【リライト】理由

2008年04月11日 00:45

 長谷川さんは小学生の頃、夏休みに家族全員で祖父の家に遊びに行った。
 祖父の家の裏には小さな川があり、彼は近所の子供達と一緒に泳いだり、魚捕りをして、毎日、日が暮れるまで遊んだ。

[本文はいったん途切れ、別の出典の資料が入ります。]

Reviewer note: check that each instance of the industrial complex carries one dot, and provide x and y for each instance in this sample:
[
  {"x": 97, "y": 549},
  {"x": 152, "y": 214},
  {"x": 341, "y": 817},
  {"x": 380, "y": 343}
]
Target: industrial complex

 ある日、いつものように遊びに行こうとすると、祖父に止められた。
 今日からお盆だから、家で大人しくしていろと言うのだ。
 だが、遊び盛りの長谷川さんが素直に従うはずもない。
 隙を見て家を抜け出し、バケツ片手に川へと向かった。

 川には夥しい魚影が見えた。
 これまで見たことのない、川面を黒々と染めるかのような魚の群れに、長谷川さんは驚きながらも興奮を隠せなかった。
 魚は何故か動きが遅く、いとも簡単に捕まえることが出来た。
 素手で片っ端に捕まえてはバケツに放り込む。
 満足行くまで捕り続けると、彼は川から上がり、バケツの中を覗き込んだ。

 バケツの中に、無数に蠢く人の顔が見えた。

 魚の顔が全て人の顔になっている。
 無表情で生気のないその顔を付けた魚が、バケツの中で泳いでいる。
 どれひとつとして、同じ顔はない。
 驚いて目を逸らせたが、好奇心が彼の背中を押した。
 もう一度バケツの中を覗き込む。
 やはり、人間の顔のままだ。
 その時、一匹の目だけがぐりっと動き、彼を見つめた。
 彼は全てを放り出し、一目散に逃げ出した。

 帰宅して一部始終を話すと、
「だから行くなち言うたやろが」
 祖父にこっぴどく叱られた。

「それ以来、魚を見るとあの顔を思い出してね」
 長谷川さんは魚を食べることが出来なくなった。